No circularity; direct quantum-chemical outputs with interpretive perspective

full rationale

The paper computes ground- and excited-state PES(r, E) for HF and HCl via standard quantum-chemical methods under uniform external fields. Dissociation thresholds (~450 MV/cm for HCl, ~700 MV/cm for HF) are direct numerical results of these calculations, not quantities obtained by fitting a parameter to a subset of the same data and then re-predicting it. No self-citations are invoked to justify uniqueness theorems or ansatzes that close the central claim. The connection to condensed-phase acid strengths is explicitly labeled a 'perspective' rather than a derived equality. The modeling choice of a uniform static field is an assumption whose validity is external to the computation itself and does not reduce any reported number to its own input by construction. The derivation chain is therefore self-contained against external benchmarks of electronic-structure theory.
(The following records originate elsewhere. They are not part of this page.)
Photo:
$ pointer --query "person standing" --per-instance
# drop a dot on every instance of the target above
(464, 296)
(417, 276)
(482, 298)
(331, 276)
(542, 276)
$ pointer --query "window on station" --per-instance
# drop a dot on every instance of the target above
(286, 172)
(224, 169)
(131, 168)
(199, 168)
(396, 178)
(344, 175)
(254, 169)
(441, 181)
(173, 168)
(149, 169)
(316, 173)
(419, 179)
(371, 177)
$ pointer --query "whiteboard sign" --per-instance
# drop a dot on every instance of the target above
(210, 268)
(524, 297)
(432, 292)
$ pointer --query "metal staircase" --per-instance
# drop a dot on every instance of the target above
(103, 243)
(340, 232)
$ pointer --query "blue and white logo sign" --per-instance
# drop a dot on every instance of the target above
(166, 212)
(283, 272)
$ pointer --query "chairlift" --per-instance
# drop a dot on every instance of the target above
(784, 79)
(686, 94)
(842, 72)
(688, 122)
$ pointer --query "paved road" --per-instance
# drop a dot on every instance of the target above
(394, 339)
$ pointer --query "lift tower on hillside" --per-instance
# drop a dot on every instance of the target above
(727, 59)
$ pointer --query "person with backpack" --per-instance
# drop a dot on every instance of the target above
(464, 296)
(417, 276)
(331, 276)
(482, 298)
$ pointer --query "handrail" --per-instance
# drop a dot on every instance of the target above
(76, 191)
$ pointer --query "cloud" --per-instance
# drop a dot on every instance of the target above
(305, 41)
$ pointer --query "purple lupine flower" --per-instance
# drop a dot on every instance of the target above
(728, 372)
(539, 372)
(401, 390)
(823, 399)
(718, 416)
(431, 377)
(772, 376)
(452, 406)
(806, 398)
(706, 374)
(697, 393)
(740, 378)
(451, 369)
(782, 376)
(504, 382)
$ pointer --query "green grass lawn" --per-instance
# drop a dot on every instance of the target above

Axiom & Free-Parameter Ledger

0 free parameters · 1 axioms · 0 invented entities

The work rests on standard assumptions of quantum chemistry without introducing new free parameters, axioms beyond domain norms, or invented entities.

axioms (1)
  • domain assumption Quantum chemical methods can reliably compute potential energy surfaces under applied static electric fields.
    Invoked implicitly by performing the PES calculations as a function of field strength.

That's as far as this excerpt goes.